For First Nations, the environment is vital in determining health and
well-being. Our environment includes
the land, air, water, food, housing and other resources that need to be cared
for and considered to sustain healthy children, families and communities.
The Environmental Health Officers (EHOs), working in Environmental Public Health Services, have transferred from Health Canada to FNHA. This area of Health Canada was generally well received prior to the transfer, as many of the staff had long working relationships with First Nations leadership and communities. The Environmental Health Program provides services to all First Nations across BC.

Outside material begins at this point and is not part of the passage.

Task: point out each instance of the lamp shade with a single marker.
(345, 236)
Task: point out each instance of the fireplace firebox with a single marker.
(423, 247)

Some of the guiding principles of the Environmental Health Services are to:
• Build on relationships with First Nations • Continue to work with individual Nations based on their needs and concerns• Collaborate with public health workers, local and provincial health authorities, and other municipal, provincial and federal departments and agencies when delivering programs in First Nations communities• Strive for on-reserve services comparable to those available off-reserve
• Build on relationships with First Nations
• Continue to work with individual Nations based on their needs and concerns
• Collaborate with public health workers, local and provincial health authorities, and other municipal, provincial and federal departments and agencies when delivering programs in First Nations communities
• Strive for on-reserve services comparable to those available off-reserve
Environmental Health Officers (EHOs) provide advice, education, inspections and recommendations to First Nations and their leadership to help them manage public health risks associated with the environment. They collect data and observations to determine whether a public health risk exists, and determine what steps can be taken to improve conditions. Chief and Council are responsible for addressing the recommendations provided.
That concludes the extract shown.